Multi-objective thermo-economic optimization of Collins cycle

Many large scientific projects are emerging worldwide with the development of high energy physics nowadays. The indispensable subsystem, helium cryo-plants for such projects require extremely high energy consumption and total annual cost (TAC). In order to reduce energy consumption and TAC, multi-objective thermo-economic optimization that adopted non-dominated sorting genetic algorithm-II (NSGA-II) for helium cryo-plants is proposed in this work. As a typical helium liquefaction cycle, Collins cycle is selected as the optimization object. Both the exergetic efficiency (eta(Ex)) and the TAC are set as objective parameters. The decision parameters, which include discharge pressure of compressor, flow fraction of expanders and effectiveness of heat exchangers, are optimized simultaneously. Linear programming technology of multidimensional analysis preference (LINMAP) is utilized as an example to select the optimal solution from the multi-objective optimization results. Compared to the maximum eta(Ex) result, the LINMAP result reduces the TAC by 23.95% at the cost of 9.03% reduction in eta(Ex).
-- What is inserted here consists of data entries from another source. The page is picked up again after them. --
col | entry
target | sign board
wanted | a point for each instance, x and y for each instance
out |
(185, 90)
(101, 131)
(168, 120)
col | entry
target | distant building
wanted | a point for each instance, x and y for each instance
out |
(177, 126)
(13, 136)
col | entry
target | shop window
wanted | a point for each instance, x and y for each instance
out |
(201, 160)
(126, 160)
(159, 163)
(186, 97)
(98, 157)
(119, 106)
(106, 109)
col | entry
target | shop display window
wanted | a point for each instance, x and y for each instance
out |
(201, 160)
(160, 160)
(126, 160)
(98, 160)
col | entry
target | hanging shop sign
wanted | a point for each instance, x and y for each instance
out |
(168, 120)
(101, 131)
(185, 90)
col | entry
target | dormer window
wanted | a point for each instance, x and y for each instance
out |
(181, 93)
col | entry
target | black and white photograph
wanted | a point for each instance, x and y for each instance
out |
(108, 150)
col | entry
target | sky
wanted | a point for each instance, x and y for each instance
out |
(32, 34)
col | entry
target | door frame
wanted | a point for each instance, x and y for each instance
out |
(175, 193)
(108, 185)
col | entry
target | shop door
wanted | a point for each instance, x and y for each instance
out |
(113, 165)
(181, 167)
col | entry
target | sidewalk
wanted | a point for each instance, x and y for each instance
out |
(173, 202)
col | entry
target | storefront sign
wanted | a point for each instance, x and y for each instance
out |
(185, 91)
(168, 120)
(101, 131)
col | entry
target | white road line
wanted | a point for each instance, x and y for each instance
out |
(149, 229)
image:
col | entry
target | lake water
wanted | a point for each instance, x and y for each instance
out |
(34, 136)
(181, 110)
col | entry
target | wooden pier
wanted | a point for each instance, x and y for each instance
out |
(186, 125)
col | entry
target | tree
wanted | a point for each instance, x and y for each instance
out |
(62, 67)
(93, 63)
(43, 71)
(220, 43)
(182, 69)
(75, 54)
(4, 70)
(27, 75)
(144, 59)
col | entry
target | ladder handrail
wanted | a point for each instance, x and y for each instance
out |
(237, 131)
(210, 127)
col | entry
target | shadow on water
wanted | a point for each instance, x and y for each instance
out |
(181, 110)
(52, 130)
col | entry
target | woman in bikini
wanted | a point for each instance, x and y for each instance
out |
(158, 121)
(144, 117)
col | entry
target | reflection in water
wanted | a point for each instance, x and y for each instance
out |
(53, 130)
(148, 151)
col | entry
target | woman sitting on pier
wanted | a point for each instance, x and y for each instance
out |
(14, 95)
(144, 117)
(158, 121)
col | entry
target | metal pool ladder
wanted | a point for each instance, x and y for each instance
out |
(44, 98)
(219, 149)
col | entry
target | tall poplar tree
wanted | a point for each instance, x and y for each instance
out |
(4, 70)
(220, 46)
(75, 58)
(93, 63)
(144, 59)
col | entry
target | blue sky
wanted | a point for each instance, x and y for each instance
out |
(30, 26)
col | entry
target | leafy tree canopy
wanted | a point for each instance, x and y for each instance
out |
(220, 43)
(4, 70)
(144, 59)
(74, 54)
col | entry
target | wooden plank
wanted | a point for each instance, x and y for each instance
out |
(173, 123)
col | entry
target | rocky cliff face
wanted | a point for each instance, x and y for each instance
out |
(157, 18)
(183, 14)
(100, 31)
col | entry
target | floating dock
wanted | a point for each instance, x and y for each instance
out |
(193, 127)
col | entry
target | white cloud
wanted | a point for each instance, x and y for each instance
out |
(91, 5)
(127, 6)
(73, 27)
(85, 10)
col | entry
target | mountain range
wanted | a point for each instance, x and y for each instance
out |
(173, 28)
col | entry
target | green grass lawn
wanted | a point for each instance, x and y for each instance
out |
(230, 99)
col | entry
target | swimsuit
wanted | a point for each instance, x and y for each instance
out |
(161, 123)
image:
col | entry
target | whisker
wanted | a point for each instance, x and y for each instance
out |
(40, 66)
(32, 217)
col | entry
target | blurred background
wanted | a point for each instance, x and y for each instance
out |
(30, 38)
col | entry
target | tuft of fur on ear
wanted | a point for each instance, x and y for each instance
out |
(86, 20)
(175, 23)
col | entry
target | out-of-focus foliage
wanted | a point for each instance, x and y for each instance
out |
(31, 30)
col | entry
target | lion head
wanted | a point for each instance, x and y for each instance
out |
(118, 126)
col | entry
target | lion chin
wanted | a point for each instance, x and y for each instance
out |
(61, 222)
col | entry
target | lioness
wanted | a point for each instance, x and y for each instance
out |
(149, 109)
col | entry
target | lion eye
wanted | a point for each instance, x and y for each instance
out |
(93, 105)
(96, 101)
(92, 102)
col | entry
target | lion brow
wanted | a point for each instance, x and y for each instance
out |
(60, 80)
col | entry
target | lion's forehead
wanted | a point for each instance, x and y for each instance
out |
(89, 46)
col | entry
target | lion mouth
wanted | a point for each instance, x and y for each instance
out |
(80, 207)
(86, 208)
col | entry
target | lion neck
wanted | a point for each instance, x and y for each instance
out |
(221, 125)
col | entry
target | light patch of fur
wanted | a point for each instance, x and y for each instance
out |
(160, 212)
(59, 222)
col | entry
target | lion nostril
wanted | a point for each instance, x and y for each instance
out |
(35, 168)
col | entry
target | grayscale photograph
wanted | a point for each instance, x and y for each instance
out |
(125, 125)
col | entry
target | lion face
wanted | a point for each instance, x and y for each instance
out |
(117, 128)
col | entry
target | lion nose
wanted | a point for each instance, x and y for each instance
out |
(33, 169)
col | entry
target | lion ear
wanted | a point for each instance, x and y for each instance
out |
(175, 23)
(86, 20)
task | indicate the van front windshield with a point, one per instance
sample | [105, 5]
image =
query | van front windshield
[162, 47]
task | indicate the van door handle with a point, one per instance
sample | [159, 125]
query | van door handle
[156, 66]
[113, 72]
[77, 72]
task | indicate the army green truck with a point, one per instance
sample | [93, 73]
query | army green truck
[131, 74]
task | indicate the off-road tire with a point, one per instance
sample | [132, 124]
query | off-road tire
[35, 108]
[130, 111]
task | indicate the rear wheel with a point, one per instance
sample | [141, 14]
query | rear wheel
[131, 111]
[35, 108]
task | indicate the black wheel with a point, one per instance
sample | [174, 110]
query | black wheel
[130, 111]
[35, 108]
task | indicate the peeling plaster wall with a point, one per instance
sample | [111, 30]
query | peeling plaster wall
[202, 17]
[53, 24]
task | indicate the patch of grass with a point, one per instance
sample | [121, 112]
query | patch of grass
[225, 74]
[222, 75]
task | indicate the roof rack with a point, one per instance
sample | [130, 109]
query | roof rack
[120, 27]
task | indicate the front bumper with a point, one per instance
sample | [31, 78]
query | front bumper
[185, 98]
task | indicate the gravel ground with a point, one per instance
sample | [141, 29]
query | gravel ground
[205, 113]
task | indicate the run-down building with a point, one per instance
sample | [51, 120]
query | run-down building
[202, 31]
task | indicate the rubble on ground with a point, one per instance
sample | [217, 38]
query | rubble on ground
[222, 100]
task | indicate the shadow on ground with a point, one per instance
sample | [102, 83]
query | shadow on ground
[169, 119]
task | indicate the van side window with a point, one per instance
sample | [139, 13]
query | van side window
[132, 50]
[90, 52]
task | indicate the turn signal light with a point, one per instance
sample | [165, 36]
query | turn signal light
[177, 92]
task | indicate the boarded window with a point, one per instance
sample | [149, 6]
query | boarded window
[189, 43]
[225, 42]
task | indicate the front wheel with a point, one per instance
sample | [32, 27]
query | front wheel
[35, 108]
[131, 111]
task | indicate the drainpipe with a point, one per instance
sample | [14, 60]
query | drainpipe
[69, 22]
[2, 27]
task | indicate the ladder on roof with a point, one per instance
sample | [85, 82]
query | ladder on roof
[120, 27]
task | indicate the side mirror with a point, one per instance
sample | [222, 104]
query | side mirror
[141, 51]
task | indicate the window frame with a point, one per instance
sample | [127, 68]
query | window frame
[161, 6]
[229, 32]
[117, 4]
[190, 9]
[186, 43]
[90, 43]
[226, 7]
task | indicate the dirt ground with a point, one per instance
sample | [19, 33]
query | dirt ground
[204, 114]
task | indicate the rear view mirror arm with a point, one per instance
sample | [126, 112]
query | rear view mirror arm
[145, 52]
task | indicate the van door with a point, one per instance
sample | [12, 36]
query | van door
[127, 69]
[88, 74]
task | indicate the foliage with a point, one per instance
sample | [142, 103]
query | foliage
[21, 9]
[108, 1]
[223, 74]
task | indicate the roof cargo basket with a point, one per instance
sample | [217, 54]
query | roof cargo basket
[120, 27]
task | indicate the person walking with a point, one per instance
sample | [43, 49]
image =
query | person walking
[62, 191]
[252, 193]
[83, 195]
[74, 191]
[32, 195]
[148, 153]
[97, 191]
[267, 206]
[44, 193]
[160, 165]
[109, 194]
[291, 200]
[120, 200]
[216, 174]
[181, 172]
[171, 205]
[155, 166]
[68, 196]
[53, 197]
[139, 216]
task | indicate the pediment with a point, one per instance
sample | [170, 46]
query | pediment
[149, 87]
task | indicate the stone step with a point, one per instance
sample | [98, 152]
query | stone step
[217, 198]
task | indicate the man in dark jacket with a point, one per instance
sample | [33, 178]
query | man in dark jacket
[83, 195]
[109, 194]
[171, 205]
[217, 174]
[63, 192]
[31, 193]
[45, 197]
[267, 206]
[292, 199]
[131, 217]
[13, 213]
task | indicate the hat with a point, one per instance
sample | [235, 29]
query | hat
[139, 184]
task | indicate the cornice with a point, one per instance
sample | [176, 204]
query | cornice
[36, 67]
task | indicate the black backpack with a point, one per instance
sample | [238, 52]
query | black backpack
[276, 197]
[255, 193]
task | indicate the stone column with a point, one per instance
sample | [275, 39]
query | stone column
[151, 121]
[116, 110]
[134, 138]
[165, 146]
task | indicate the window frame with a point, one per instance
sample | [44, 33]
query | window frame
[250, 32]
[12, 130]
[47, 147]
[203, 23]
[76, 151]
In the proposed approach, eight decision parameters can be optimized simultaneously and the designed cryo-plant considers both economic and thermodynamic criteria, which is feasible for practical engineering project. Besides, alternative solution under limited investment situation is provided. (C) 2021 Elsevier Ltd. All rights reserved.

Automated summary

The study proposes a multi-objective thermo-economic optimization approach using non-dominated sorting genetic algorithm-II for helium cryo-plants, with Collins cycle as the optimization object and optimizing decision parameters including compressor discharge pressure, expander flow fraction, and heat exchanger effectiveness. The use of LINMAP technology to select optimal solutions results in reduced energy consumption and total annual cost.